三木 目です。映画の中でまっすぐ見る感じがほしくて。「土屋太鳳は目線をどういうふうに取ってくるのかな、もしかしたら面白いかもな」と思いました。どの作品でも、主役のキャスティングを決定する前にはお会いして、渡した脚本に対してどう感じてくれているのかという話を聞いてから、最終的にGOを出します。彼女に会ったときの目線の取り方・目の表情が、ユキノにふさわしいと思いました。

――そこに総理秘書でユキノの夫である雨音正彦を演じる濱田岳さんが加わり、そのアンサンブルが話の中心になります。

三木 雨音正彦は、気持ちは純粋なんだけれど、国に奉仕していく上で歪んでいったキャラクター。濱田君に関しては、演技面で今まで使っていないチャンネルを使えたらイメージが変わって面白いんじゃないかなと。

――濱田さんはリハーサルをしっかりやったことで役を掴めたとおっしゃっていました。

三木 僕の芝居の作り方は、リハーサルの段階で動きやタイミングを伝えて、段取りは作っておき、現場では役者の創造性に委ねる感じです。例えばある大事なシーンで、目線を動かさないというアイデアは山田君が持ってきてくれました。

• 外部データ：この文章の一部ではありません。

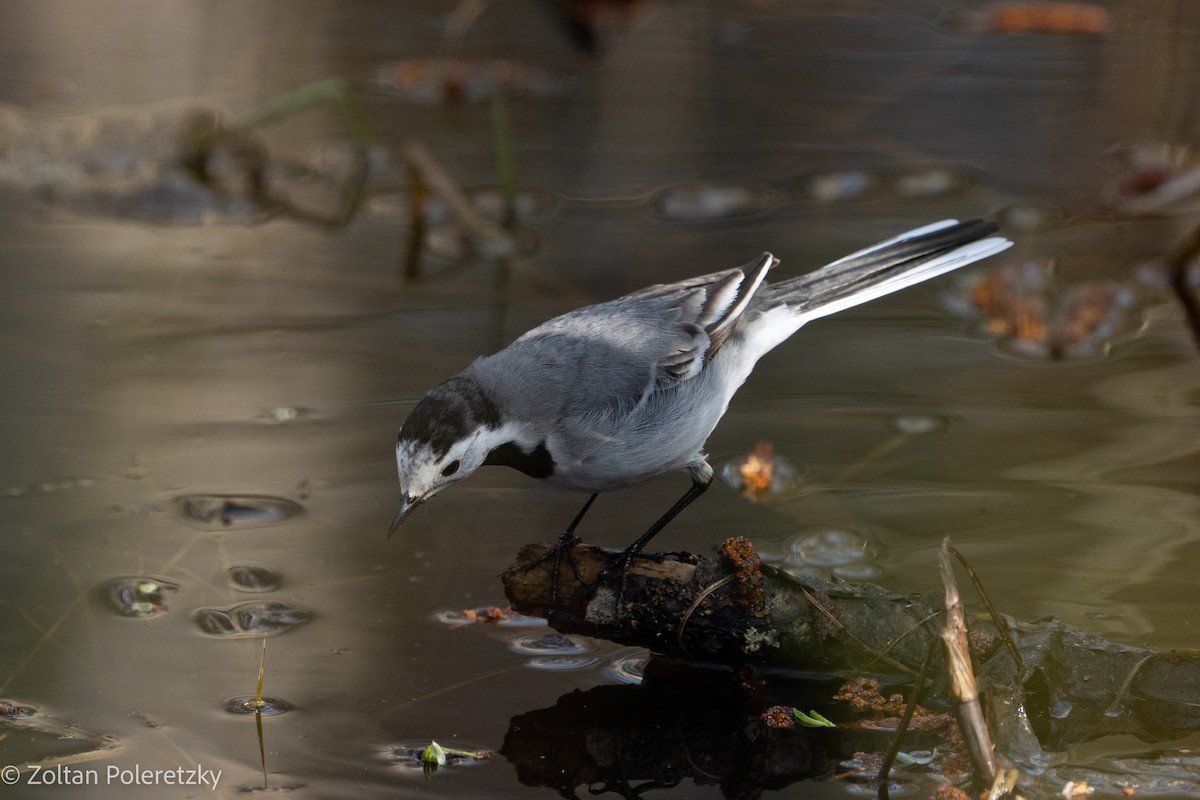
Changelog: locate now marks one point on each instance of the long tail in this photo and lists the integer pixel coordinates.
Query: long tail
(879, 270)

――役者のアイデアを積極的に取り入れていらっしゃるんですね。

三木 役者は手ぶらで来ないですから。今回の二階堂ふみやオダギリジョーにしてもそうです。話すときに手をどこに置いているのか、どういうセリフの落とし方をするのか、さすがに手ぶらでは来ない。それは染谷(将太)も菊地(凛子)もそうですし、内閣の面々についてもそう。段取りは組んでいるけど、プラスアルファについては役者が持ち込むものだろうと思っています。

――今回は特撮班が入り、今までとは違った映画の作り方になったかと思います。特撮シーンの撮影にもほぼ立ち会われていたそうですね。

三木 そうですね。基本的には共同で作ります。僕はこういうイメージがあるからこうしたいというリクエストに対して、彼らの技術で「こういうときにはこうした方がいい」と言ってくれます。向こうが譲歩してくれたのか、やりにくさは全くなかったです。

――改めて巨大怪獣を撮ってみていかがですか?

三木 すごく楽しかったです。SF的な想像力の自由さというか。最近の日本映画でこんなに自由に作っていいのかなというぐらい自由にやらせてもらったので、その意味では幸せでした。